Sunday, 20 April 2025

A Brief Introduction to the Model Context Protocol#

Large Language Models (LLMs) do not have the ability to interact with external systems. They can't read files, access the internet, or make API calls.

$ llm "What is the top story on BBC right now?"
I'm unable to access real-time content, including current news stories from websites like BBC.

LLMs can't access data from external systems

However, if you provide an LLM with tools to do these things, it can express intent to use them.

$ llm "What is the top story on BBC right now?" --system '
  Available tools: ["fetch_bbc_stories"].
  Tools can be called with this syntax: TOOLS::{tool name}()'
TOOLS::fetch_bbc_stories()

LLMs can express intent to call tools

A client application can intercept the LLM's response ("TOOLS::fetch_bbc_stories()") to execute a tool call, and present it with the result.

$ llm --continue '["I have let myself & the team down - Norris on qualifying shunt", "King and Queen attend Easter Sunday church service", "Rosenberg: Is Putins Easter truce cause for scepticism or chance for peace?"]'
The top story on BBC right now is titled: **"I have let myself & the team down - Norris on qualifying shunt."**

Simulating results of a tool call

Many LLM vendors support such workflows within their API ¹ ², but their implementations are subtly different, and often incompatible with each other. The Model Context Protocol (MCP) aims to standardise this interface across all LLMs.

At a high level, here's how the pieces of an MCP setup fit together:

You build an MCP Server that exposes some functionality to an LLM.
Users connect to your server through a Client running in a Host application.
The client and server talk to each other by exchanging Messages over a Transport.
Servers can be local - a separate process on the same machine as the client, or remote.
- Local server run on the same machine as the client, but in a separate process. They communicate over the process's standard input/output (STDIO transport).
- Remote servers are reachable over HTTP, and may use long-lived SSE connections (SSE transport), or regular request/response style connections (Streamable HTTP transport).

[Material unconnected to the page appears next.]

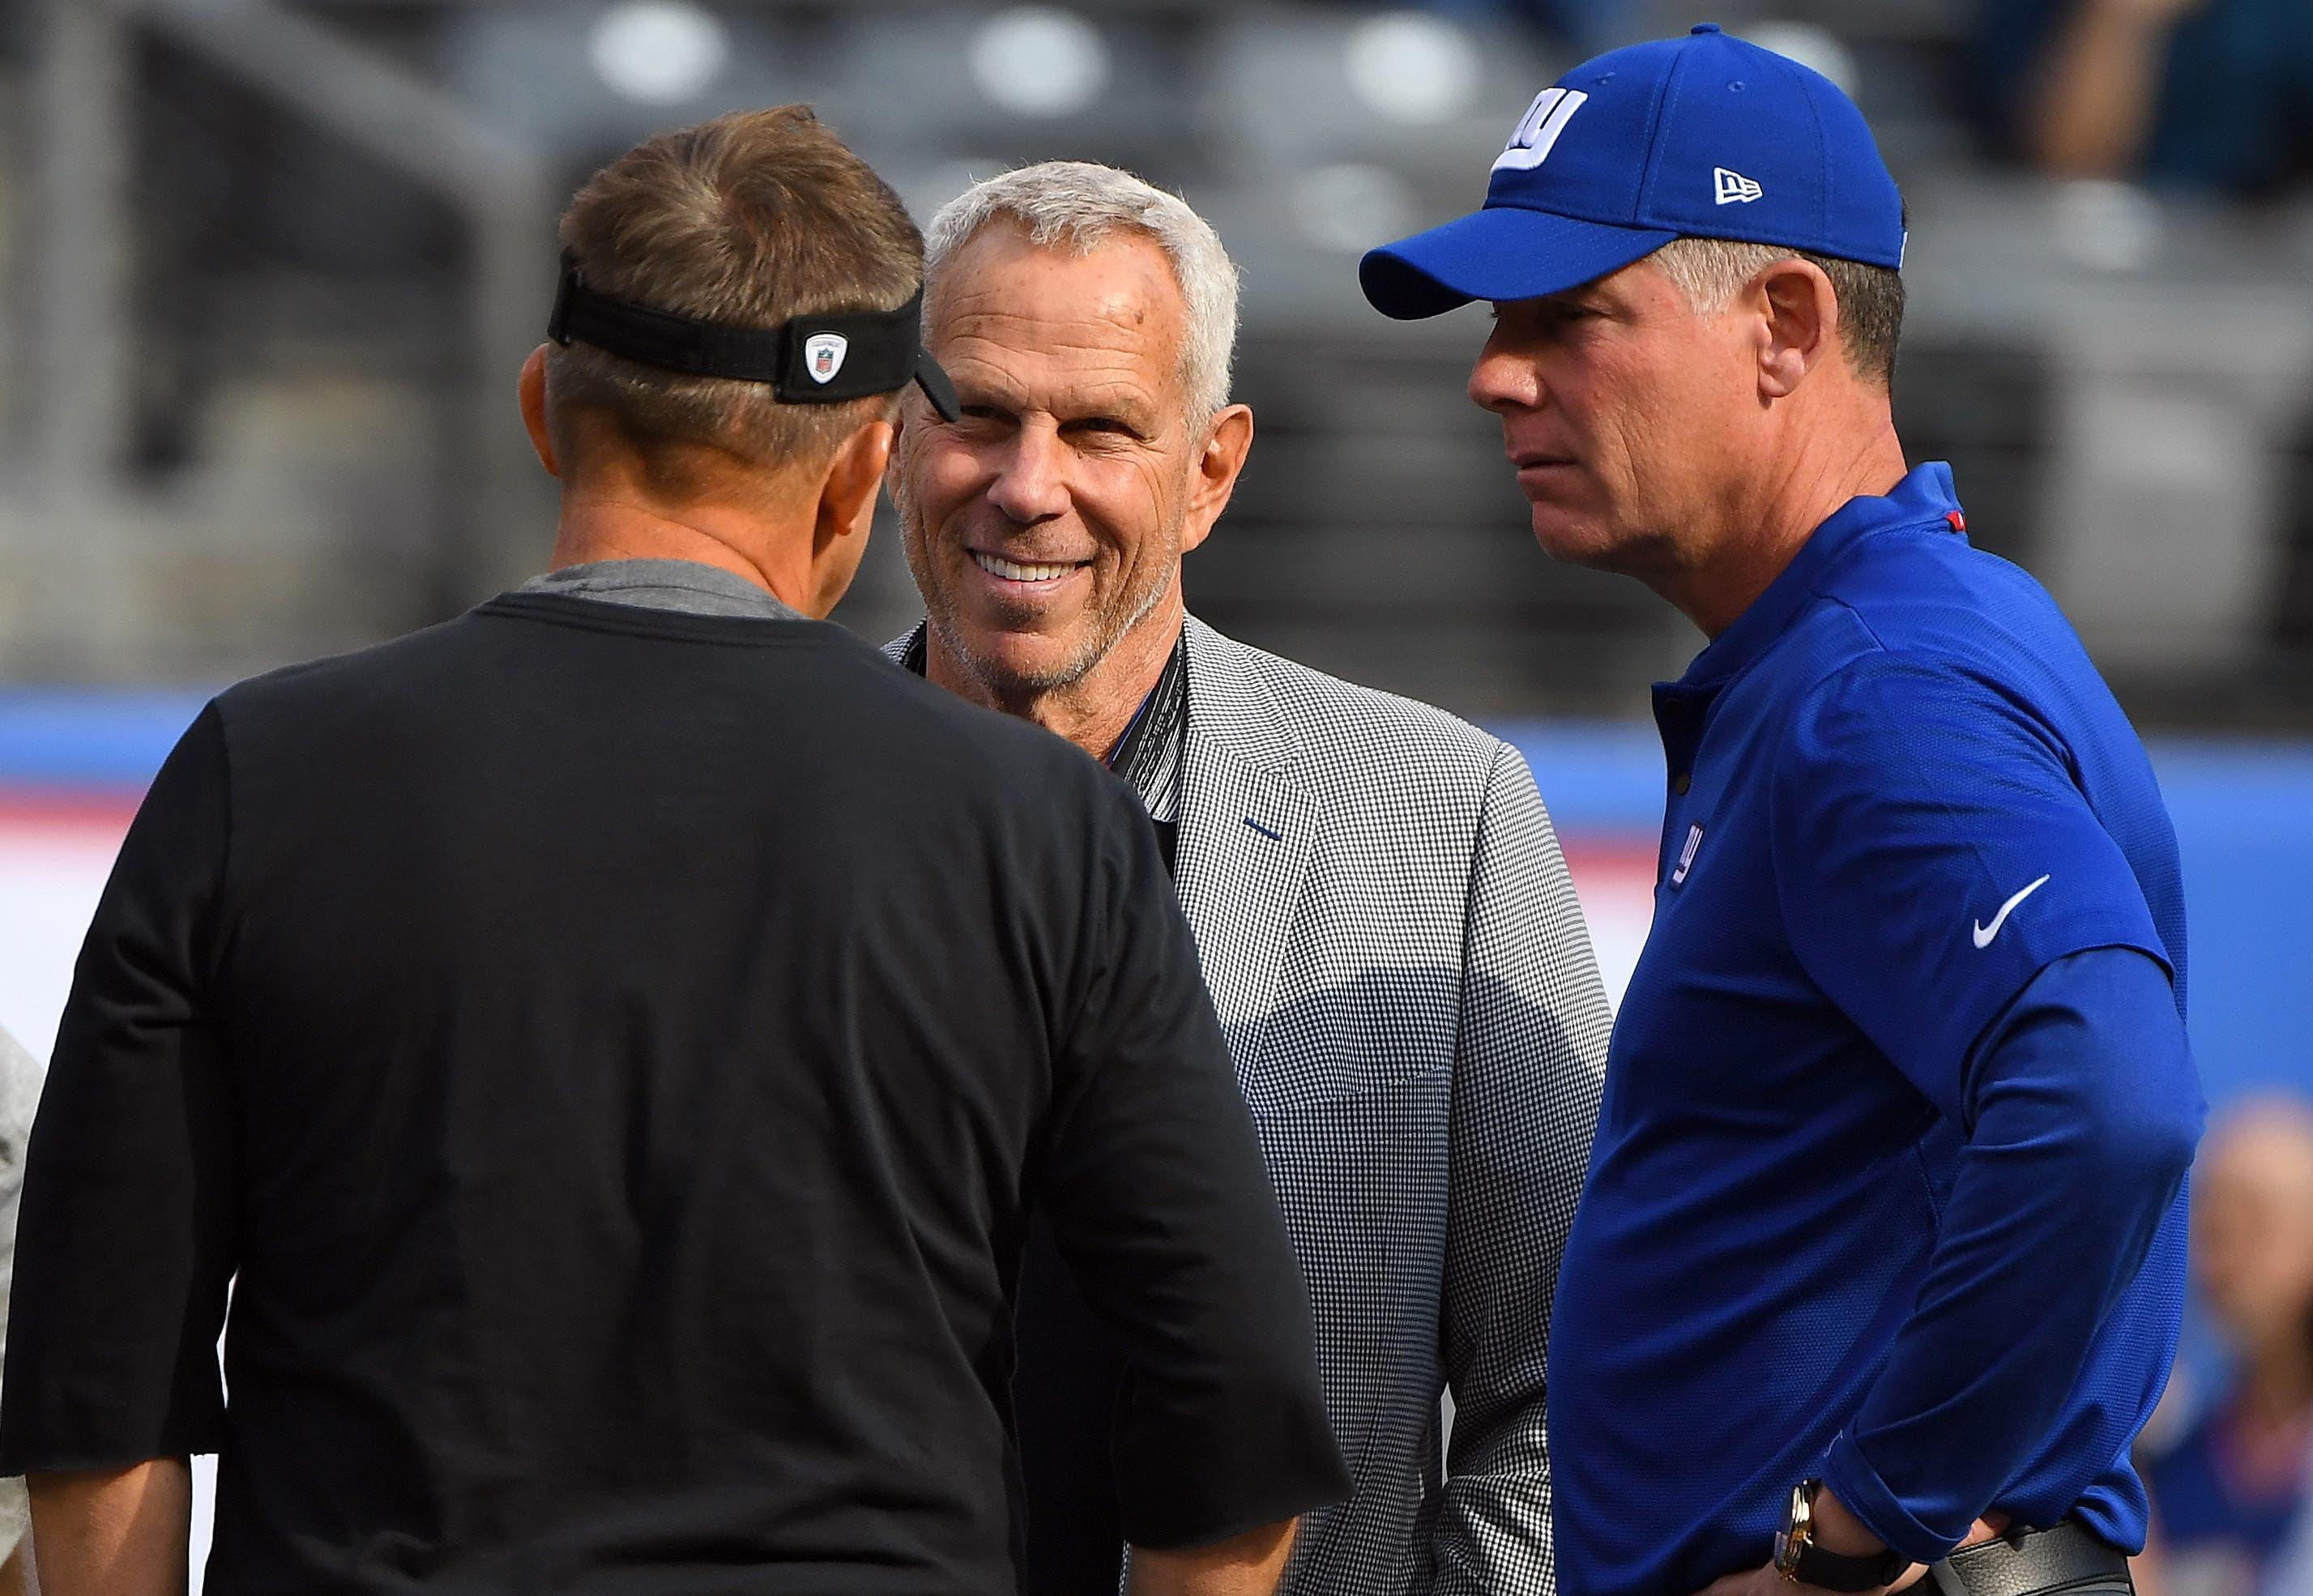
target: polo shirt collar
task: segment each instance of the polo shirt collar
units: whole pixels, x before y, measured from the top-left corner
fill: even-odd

During an interaction between a user and an LLM, the model may decide that it needs to use some functionality offered by the MCP server. This intent is captured by the host application, which uses an MCP client to relay this request to the server over a transport. The server then executes some code to serve this request, and responds to the client over the same transport. The host application then reads this response, and makes it available to the LLM.